The coalition is particularly concerned that the government has picked up bits of the Cooper review in some areas and ignored it completely in other areas. I have no idea why you would try to improve governance by telling directors to measure themselves against everybody else in the market but not include some of the other governance matters Cooper canvassed. In the area of conflict of interest, for example, the government has completely ignored the recommendation for the disclosure of conflict of interests being made mandatory. Why has it ignored that? The disclosure requirements vary depending on the type of superannuation fund. And it is quite reasonable that publicly listed funds have more robust disclosure requirements. But the level of disclosure should be uniform across all superannuation funds because they are dealing with the same product and the same group of clients, the same beneficiaries—the superannuates of Australia.

Taking a lead in this regard, the Financial Services Council, which represents the for-profit funds—the people that one suspects the government rather dislikes—released a voluntary code in March in 2012 with the following features: superannuation funds must have an independent chair; the majority of directors must be independent; remuneration of directors and senior management must be disclosed when they are paid from the trust; directors must not hold multiple and competing superannuation fund board positions; the fund must develop an environmental, social and governance risk management policy that is made available to members; and the fund must develop and publicly disclose a proxy-voting policy and publish its Australian proxy-voting record. This would be an excellent code if only this government would pick it up and apply it to the industry funds. But the massive conflict of interest within the union dominated industry funds is exactly what the government is shying away from doing anything about.

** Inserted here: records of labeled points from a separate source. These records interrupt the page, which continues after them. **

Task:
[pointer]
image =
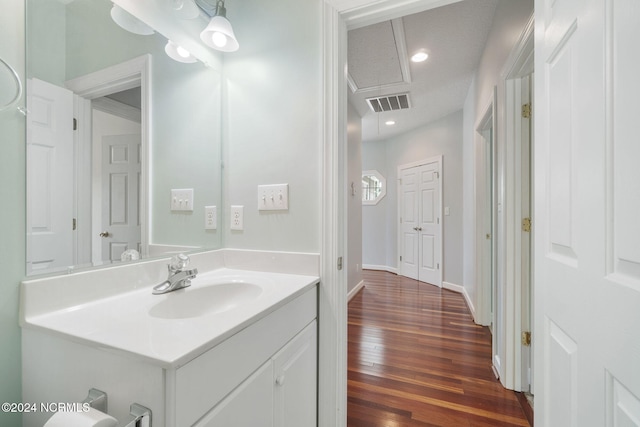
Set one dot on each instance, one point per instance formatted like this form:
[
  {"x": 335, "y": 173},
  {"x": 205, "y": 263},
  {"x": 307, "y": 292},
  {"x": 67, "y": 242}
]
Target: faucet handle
[{"x": 178, "y": 262}]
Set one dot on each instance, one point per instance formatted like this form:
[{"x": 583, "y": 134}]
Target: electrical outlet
[
  {"x": 182, "y": 199},
  {"x": 237, "y": 220},
  {"x": 210, "y": 218},
  {"x": 273, "y": 197}
]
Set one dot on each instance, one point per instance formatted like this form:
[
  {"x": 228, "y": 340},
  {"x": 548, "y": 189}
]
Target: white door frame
[
  {"x": 486, "y": 257},
  {"x": 434, "y": 159},
  {"x": 127, "y": 75},
  {"x": 510, "y": 261},
  {"x": 337, "y": 16}
]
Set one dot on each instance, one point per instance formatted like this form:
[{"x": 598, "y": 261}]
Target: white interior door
[
  {"x": 49, "y": 177},
  {"x": 409, "y": 220},
  {"x": 587, "y": 205},
  {"x": 429, "y": 228},
  {"x": 420, "y": 221},
  {"x": 120, "y": 190}
]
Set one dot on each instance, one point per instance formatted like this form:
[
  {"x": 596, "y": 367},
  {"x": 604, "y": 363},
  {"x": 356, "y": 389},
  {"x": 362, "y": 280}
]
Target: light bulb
[
  {"x": 182, "y": 52},
  {"x": 177, "y": 4},
  {"x": 419, "y": 57},
  {"x": 219, "y": 39}
]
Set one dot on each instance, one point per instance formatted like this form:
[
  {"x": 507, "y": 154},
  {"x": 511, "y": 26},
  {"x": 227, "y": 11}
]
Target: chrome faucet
[{"x": 179, "y": 276}]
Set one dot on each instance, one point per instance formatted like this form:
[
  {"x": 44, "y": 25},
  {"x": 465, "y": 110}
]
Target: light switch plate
[
  {"x": 237, "y": 220},
  {"x": 210, "y": 218},
  {"x": 182, "y": 199},
  {"x": 273, "y": 197}
]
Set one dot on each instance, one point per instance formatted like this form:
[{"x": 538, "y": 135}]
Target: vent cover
[{"x": 389, "y": 102}]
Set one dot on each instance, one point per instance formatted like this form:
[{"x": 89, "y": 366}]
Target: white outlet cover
[
  {"x": 210, "y": 218},
  {"x": 237, "y": 220}
]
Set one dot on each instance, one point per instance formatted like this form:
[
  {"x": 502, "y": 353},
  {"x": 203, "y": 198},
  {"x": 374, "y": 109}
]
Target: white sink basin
[{"x": 197, "y": 301}]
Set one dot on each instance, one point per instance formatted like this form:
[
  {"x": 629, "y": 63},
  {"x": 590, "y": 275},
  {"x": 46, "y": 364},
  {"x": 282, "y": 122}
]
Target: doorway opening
[{"x": 112, "y": 147}]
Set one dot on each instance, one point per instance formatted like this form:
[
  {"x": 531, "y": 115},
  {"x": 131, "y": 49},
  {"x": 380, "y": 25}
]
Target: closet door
[{"x": 587, "y": 205}]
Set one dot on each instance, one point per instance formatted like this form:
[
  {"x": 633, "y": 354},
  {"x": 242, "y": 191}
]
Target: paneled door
[
  {"x": 120, "y": 190},
  {"x": 50, "y": 158},
  {"x": 420, "y": 240},
  {"x": 587, "y": 209}
]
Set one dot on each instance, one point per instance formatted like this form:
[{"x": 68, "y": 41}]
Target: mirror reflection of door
[
  {"x": 116, "y": 135},
  {"x": 50, "y": 222}
]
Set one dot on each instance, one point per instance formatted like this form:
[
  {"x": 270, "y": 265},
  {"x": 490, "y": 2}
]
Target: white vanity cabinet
[
  {"x": 263, "y": 375},
  {"x": 281, "y": 393}
]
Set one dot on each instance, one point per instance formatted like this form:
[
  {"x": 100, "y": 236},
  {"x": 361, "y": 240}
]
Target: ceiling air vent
[{"x": 389, "y": 102}]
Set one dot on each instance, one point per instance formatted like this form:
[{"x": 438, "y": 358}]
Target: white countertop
[{"x": 124, "y": 323}]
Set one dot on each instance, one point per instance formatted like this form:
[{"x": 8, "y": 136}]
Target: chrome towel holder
[{"x": 16, "y": 77}]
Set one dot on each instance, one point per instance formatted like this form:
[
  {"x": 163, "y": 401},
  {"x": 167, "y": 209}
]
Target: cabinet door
[
  {"x": 249, "y": 405},
  {"x": 295, "y": 377}
]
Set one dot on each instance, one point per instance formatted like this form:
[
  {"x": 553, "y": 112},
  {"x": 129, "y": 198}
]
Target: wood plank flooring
[{"x": 417, "y": 359}]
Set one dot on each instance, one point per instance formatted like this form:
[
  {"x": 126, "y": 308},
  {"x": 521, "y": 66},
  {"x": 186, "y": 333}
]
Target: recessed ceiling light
[{"x": 419, "y": 57}]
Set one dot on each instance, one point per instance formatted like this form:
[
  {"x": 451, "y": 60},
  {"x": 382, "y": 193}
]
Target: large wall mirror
[{"x": 113, "y": 125}]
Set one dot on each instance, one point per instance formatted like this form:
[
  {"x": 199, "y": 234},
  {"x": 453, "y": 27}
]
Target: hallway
[{"x": 417, "y": 359}]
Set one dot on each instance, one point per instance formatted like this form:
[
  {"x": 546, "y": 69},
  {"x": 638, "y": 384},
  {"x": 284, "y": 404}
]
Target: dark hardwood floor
[{"x": 417, "y": 359}]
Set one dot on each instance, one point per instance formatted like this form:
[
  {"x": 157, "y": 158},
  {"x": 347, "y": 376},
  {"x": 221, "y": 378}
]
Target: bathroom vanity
[{"x": 236, "y": 348}]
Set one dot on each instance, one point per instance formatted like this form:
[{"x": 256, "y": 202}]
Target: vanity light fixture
[
  {"x": 219, "y": 34},
  {"x": 419, "y": 57},
  {"x": 178, "y": 53},
  {"x": 129, "y": 22}
]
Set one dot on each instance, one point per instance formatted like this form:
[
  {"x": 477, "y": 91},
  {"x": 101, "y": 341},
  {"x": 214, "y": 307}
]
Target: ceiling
[{"x": 454, "y": 36}]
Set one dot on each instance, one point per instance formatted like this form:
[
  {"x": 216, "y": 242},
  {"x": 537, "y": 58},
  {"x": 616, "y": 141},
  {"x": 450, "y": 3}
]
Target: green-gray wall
[{"x": 12, "y": 214}]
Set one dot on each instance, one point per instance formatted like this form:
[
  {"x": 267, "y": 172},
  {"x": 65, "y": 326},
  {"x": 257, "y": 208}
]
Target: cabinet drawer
[{"x": 206, "y": 380}]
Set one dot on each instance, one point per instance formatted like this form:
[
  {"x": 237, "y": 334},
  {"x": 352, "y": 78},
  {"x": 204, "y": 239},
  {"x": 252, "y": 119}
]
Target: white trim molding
[
  {"x": 380, "y": 268},
  {"x": 353, "y": 292},
  {"x": 462, "y": 290}
]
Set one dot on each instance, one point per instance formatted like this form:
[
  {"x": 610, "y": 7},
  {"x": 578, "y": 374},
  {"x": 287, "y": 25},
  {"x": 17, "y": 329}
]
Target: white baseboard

AustralianSuper, which is the largest industry fund, oversees $42 billion of retirement savings. On its board we have people such as Paul Howes from the Australian Workers Union and Dave Oliver, the ACTU Secretary. They are representing the interests—the individual interests, remember—of every beneficiary: the individual interests of 1.8 million workers. AustralianSuper invests in companies such as Woolworths, BHP and Rio Tinto. So I do not know how people such as Mr Howes or Mr Oliver can be on that board representing the best individual interests of the beneficiaries of the fund while, at the same time, planning industrial action against some of the shareholding companies. How does that work? How is that not a blatant and obvious conflict of interest? It is impossible to criticise a company by saying, 'Frankly, monkeys could do a better job,' which is what Mr Howes said about Rio Tinto, while, at the same time, saying, 'I have bought the shares in this company to assist our members to make a profit.' It is a ridiculous sham. This legislation must be amended.